“Is there any difference? It’s just a country! Time does change that fast” – you may think!
Well, I agree. To be honest, this may not be the first guideline about traveling to Vietnam you’ve caught sight of.
However, unless you’re “full-time” expat making Vietnam your second home, you can never know how fast Vietnam develops, in this way or another.
Hence, we come in today with the purpose of revealing some good old advice along with a few updates for your pleasant trip this 2023.
Let’s see what we have below!
Don’t look down on the weather
Now, it seems to be a rule that Mother Nature has set for Vietnam: 4 seasons in the North and two seasons in the South.
Correct! But it’s not 100% true, especially when you travel up and down the length of the country instantly.
If the South usually welcomed rains in half a year from May to November and the tropical heat from December to April, now things change a little bit.
The rainy season seems to last way longer compared to last year 2022, which is almost still showering until the middle of January.
We hope this article will be useful to you when you learn about Vietnam’s weather: “When is the best time of year to visit Vietnam?”. But make sure you don’t underestimate climate change here.
Keep the phone, wallet and everything attended
The second factor I bring to the spotlight today is not to leave any of your belongings unattended.
I’m not trying to scare you away, but this seems like an everlasting fact that robbers can work with a higher intensity in big cities and tourist hubs.
Ho Chi Minh City is the best example of this, especially in downtown and packing areas such as Pham Ngu Lao or Bui Vien.
In another scenario, riding a motorbike with your bags in the pack will sometimes drive attention from random robbers.
They will have many ways to take your things out of your bags without you knowing it.
The worst situation is that the whole bag or phone will disappear within a snap of a finger. This usually happens in a bar, pub or during your nap on the street.
Get some cash ready – at all time!
Though 2019 comes brought a magical economy to Vietnam with 6% economic growth, mass attendance of startup and tech-based applications, it does not mean Vietnam completely transform into a NON-cash-based country.
Credit cards are accepted, but not always. This usually happens in high-end restaurants, bistros, lodges, and cafeterias.
However, the chain of delicious food stalls, local eateries and wet markets is still a big thing, and most of these places are pretty unfamiliar with credit cards or QR Pay, so make sure you won’t get into an awkward situation.
Since 2018, traffic police officers have become much stricter when it comes to dealing with foreign riders.
If you happen to rent or buy a scooter and stroll all the way up North or down South, make sure you have your International license with you.
Other than that, be mindful always of wearing a helmet! Don’t joke around with the Vietnamese yellow-uniform traffic officers or your pleasant trip wouldn’t be completed.

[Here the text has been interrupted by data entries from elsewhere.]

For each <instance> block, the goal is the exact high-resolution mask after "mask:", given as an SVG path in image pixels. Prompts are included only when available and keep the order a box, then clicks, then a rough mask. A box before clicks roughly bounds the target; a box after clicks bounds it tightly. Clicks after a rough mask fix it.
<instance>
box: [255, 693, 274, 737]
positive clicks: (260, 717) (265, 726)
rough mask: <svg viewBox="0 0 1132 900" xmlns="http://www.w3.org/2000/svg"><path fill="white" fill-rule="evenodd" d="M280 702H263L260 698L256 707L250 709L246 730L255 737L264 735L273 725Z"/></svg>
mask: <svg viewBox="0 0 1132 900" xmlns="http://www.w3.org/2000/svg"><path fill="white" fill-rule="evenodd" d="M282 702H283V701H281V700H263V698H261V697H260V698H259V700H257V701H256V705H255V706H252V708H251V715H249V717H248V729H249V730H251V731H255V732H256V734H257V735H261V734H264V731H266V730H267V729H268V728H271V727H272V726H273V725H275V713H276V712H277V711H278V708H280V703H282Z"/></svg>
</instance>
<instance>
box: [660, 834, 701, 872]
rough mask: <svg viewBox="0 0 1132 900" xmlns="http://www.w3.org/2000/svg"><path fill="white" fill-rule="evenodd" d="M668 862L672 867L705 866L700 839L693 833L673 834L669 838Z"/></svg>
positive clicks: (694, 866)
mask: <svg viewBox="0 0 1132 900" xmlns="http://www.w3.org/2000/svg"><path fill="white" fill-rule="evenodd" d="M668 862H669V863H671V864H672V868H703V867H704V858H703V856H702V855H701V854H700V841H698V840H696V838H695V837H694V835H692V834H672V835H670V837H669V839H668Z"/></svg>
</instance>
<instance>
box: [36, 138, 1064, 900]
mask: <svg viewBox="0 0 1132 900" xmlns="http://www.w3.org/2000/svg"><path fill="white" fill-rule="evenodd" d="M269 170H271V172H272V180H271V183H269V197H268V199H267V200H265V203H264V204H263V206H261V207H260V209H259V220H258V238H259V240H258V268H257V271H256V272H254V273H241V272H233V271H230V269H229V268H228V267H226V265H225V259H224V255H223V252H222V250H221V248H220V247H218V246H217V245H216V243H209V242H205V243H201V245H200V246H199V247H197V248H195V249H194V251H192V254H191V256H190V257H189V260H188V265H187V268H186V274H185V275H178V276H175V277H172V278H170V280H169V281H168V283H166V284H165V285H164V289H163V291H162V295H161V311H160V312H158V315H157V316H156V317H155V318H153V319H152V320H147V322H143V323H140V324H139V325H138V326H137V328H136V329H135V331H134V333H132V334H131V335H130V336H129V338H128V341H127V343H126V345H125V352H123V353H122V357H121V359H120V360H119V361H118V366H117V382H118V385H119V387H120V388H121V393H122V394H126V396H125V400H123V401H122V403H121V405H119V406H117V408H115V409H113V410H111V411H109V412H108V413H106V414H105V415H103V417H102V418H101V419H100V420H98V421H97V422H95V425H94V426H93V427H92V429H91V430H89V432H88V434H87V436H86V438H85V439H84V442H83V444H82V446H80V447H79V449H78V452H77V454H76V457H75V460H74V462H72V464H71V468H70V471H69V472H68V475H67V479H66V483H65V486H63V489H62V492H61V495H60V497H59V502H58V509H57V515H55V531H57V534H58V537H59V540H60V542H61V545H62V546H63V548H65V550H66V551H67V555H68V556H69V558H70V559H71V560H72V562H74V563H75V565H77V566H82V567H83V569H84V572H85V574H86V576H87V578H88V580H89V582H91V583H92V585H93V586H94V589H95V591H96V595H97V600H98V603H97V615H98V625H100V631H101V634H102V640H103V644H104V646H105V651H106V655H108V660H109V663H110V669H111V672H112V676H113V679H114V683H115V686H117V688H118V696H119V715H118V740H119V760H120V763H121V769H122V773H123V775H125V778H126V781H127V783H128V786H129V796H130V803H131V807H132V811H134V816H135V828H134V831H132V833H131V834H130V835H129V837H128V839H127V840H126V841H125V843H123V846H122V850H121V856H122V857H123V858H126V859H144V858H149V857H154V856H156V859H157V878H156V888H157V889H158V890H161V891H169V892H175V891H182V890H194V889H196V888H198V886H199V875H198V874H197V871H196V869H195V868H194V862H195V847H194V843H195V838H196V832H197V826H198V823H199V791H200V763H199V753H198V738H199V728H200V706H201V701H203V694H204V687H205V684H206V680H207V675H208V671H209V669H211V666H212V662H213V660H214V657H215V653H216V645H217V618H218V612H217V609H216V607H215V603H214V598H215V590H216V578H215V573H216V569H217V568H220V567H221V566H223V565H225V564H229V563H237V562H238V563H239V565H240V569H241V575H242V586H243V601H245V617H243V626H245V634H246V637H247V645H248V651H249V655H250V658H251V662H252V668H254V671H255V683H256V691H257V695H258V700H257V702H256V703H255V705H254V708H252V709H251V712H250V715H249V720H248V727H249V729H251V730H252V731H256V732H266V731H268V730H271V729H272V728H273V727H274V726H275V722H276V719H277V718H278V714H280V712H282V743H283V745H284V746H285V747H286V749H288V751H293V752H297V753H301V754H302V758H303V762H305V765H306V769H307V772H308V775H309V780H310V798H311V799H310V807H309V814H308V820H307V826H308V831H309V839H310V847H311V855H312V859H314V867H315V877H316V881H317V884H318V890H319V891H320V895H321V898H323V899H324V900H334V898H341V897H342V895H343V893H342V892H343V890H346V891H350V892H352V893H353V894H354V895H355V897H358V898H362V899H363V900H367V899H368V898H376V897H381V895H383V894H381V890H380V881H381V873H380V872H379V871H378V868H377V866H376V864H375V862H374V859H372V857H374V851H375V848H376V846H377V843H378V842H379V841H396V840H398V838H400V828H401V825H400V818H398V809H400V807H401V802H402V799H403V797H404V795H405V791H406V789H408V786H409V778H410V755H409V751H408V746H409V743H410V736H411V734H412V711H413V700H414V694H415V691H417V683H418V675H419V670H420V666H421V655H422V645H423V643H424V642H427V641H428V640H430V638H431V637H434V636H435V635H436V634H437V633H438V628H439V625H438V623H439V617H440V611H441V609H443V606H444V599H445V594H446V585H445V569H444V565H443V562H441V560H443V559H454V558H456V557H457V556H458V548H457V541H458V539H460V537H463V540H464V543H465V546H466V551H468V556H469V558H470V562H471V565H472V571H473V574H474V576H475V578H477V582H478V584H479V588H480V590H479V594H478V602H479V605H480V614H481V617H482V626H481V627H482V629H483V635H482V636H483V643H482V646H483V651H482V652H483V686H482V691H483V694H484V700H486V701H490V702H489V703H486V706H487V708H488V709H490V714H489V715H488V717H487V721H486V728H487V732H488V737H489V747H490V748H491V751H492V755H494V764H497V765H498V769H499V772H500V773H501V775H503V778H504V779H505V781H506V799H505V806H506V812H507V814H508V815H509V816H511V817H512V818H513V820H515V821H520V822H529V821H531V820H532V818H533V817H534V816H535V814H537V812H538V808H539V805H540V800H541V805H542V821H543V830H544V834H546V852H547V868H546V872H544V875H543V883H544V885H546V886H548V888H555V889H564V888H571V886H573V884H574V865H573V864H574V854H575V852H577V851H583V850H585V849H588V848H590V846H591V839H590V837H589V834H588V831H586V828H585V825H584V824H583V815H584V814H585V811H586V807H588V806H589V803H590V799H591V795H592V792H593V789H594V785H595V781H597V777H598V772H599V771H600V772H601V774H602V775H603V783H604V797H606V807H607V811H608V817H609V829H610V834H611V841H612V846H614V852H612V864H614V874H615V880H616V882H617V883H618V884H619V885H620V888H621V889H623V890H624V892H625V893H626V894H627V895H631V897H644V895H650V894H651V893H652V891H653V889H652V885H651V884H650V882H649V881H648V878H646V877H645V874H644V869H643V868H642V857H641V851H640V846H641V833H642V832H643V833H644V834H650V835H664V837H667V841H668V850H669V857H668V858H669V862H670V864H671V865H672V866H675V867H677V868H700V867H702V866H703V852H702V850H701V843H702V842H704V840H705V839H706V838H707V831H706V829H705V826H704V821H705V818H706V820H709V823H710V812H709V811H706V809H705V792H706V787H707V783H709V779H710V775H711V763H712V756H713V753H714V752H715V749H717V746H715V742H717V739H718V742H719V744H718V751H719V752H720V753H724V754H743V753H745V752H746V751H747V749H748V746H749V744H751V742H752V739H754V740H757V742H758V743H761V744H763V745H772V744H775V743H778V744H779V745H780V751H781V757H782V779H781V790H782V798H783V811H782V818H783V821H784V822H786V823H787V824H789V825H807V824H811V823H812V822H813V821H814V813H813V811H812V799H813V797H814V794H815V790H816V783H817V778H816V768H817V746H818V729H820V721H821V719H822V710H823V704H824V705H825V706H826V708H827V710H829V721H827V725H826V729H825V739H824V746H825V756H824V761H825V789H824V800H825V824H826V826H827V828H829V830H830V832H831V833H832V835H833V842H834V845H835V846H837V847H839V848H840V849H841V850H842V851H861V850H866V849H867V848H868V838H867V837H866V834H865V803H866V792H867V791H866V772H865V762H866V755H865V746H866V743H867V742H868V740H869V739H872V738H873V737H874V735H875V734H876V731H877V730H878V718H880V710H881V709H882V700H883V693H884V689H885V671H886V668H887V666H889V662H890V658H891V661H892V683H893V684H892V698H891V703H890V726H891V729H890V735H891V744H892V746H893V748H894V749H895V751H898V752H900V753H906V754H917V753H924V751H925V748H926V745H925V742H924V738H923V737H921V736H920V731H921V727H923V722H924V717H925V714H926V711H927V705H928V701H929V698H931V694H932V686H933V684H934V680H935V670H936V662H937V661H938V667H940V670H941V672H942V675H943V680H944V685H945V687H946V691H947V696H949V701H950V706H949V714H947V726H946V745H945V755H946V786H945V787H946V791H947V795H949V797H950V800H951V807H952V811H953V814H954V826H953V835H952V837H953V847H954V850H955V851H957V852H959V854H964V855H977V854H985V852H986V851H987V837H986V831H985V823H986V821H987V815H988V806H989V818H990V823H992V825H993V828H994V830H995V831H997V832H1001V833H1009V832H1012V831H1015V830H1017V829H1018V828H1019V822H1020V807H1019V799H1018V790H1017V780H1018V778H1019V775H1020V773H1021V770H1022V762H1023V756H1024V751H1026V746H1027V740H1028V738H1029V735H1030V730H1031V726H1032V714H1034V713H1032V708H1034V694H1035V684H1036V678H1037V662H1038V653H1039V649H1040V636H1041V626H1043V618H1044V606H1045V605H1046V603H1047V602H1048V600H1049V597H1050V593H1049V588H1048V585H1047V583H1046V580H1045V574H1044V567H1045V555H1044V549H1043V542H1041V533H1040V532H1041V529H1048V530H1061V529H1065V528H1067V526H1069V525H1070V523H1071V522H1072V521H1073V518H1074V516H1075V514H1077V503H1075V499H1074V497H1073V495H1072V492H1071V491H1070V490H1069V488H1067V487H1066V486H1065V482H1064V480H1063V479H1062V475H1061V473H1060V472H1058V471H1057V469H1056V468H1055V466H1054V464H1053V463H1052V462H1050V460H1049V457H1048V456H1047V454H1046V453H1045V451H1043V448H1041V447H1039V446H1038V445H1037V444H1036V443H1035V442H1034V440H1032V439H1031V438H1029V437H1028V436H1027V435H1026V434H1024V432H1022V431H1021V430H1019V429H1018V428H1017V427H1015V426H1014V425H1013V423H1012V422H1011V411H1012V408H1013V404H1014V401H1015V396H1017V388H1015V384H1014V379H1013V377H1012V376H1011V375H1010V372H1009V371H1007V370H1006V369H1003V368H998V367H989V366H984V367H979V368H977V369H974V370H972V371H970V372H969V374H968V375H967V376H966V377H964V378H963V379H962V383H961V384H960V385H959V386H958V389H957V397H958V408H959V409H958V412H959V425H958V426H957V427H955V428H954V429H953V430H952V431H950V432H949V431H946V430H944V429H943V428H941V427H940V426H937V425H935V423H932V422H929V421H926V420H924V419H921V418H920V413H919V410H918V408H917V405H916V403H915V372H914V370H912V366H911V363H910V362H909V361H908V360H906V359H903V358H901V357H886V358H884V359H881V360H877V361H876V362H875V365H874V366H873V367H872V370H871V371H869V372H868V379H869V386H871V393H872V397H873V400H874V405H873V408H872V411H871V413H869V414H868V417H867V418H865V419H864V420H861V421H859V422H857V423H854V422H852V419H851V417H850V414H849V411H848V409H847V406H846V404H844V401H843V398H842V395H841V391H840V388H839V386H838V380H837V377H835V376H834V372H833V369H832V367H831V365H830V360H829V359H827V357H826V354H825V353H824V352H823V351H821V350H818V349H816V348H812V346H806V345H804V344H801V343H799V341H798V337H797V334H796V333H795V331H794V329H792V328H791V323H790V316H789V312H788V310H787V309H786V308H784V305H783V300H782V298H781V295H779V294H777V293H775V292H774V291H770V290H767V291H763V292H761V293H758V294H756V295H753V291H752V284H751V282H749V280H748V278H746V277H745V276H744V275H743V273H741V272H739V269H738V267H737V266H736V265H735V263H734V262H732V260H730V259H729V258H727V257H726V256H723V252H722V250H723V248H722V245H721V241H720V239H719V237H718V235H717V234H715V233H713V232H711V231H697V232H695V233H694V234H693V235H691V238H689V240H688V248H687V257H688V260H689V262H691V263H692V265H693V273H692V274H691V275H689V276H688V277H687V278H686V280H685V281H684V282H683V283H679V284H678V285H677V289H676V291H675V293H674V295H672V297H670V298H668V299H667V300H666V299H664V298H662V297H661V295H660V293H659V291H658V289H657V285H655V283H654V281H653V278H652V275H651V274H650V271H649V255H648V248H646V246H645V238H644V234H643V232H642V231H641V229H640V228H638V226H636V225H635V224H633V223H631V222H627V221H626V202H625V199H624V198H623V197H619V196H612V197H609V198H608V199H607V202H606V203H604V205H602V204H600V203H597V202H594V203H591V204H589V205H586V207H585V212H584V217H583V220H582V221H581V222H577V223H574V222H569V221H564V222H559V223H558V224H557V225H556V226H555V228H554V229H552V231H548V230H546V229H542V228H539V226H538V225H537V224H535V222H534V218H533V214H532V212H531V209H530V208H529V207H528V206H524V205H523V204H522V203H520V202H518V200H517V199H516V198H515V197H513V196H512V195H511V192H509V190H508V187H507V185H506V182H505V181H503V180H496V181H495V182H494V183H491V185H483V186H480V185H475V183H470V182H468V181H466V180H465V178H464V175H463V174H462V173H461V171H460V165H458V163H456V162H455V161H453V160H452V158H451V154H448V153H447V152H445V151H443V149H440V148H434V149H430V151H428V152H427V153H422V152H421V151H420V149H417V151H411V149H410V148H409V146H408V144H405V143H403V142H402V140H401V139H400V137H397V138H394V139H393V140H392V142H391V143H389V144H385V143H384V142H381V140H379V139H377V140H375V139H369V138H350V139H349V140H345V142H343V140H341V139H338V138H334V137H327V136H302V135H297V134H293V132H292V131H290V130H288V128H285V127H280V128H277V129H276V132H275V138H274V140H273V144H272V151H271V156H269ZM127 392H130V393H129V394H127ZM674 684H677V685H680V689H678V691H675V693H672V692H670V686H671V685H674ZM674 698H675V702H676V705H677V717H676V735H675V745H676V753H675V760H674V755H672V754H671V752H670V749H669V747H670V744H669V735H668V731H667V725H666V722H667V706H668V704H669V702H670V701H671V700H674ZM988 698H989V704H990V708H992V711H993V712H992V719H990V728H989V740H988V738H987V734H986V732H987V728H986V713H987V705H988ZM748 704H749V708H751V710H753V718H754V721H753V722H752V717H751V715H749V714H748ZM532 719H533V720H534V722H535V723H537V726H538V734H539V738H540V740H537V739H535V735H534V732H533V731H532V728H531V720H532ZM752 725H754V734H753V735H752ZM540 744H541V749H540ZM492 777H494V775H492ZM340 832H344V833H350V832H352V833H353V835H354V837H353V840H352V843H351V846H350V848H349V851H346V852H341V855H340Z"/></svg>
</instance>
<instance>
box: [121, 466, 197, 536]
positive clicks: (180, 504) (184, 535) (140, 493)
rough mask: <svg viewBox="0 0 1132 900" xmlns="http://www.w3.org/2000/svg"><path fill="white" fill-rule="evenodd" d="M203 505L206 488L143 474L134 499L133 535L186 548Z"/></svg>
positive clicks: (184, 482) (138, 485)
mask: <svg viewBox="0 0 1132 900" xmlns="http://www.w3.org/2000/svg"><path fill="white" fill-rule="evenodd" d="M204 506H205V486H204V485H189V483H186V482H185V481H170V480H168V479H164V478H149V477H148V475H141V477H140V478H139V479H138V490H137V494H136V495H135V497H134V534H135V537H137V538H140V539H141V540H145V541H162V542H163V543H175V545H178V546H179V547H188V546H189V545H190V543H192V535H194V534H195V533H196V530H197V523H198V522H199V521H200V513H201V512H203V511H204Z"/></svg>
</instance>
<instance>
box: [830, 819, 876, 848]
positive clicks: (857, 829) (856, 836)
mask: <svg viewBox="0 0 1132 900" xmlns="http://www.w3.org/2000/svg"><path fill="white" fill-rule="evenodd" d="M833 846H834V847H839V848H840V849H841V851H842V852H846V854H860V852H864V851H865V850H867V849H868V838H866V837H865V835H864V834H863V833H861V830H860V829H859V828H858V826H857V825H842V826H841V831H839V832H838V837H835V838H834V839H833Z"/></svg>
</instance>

Regarding your safety, we highly recommend you to not wear any luxury jewelry (for a showcase purpose)!
For instance, a gold necklace with a tank top or collar-less T-shirt is much likely to invite robbers.
If renting a scooter with much luggage to carry, remember to get one with a storage area underneath the seat.
To travel around the city, avoid fake taxis by installing Grab on your phone. It’s much easier to hop on the back of a stranger’s bike and arrive anywhere you want (with a way better price).
Parking lots on the pavements
Sharing a little common thing with the rest of Southeast Asia, Vietnam has a problem with well-planned parking lots.
This means finding the right parking lot requires time and effort.
Some availability comes with an illogical price per hour, while some are located so far away that you have to scroll on a heavy-traffic one-way street to get there.
Because of such, we natives just leave our bikes right there in front of a store or any spot we are in, on the sidewalk.
That is the reason why sometimes the pavements seem to be completely packed and filled with a huge collection of motorbikes, and sidewalks are not made for “walking” anymore.
So keep this in mind and don’t be surprised when walking down the streets.
Instead, feel free to move on the road for a while and hop back to the sidewalks once there is space.
Alright, it’s time to break down the myth behind my all-time favorite question: “How to tip correctly in Vietnam?“.
Except for some “global” rules you may have heard of before, such as 2-5 dollars for a bellboy or housekeeper in hotels and 5 dollars for a waiter or waitress when dining, there’re some more to be noted.
Tipping in Vietnam is not a must, but it would be nice if you round it up when making a payment.
For instance, make it VND 150.000 for a bill of 135.000. This can be applied when eating in a local eatery or even a taxi or a Grab car.
Sometimes a small change is so luxurious to find for those vendors and riders, so be mindful of making their days with these little tips!
Be a wise photographer
Asking for permission before taking anyone’s photos.
I agree that most Vietnamese like to be captured, but not all!
The reason is that they love to look nice, clean and sharp in any photos, and if you happen to capture the moments when they are not in good shape, they won’t be happy about it!
And this is true for busy markets as well!
The above are all the best updates about what you need to know when traveling to Vietnam in 2023. Make sure you have them noted and make Vietnam your pleasant trip!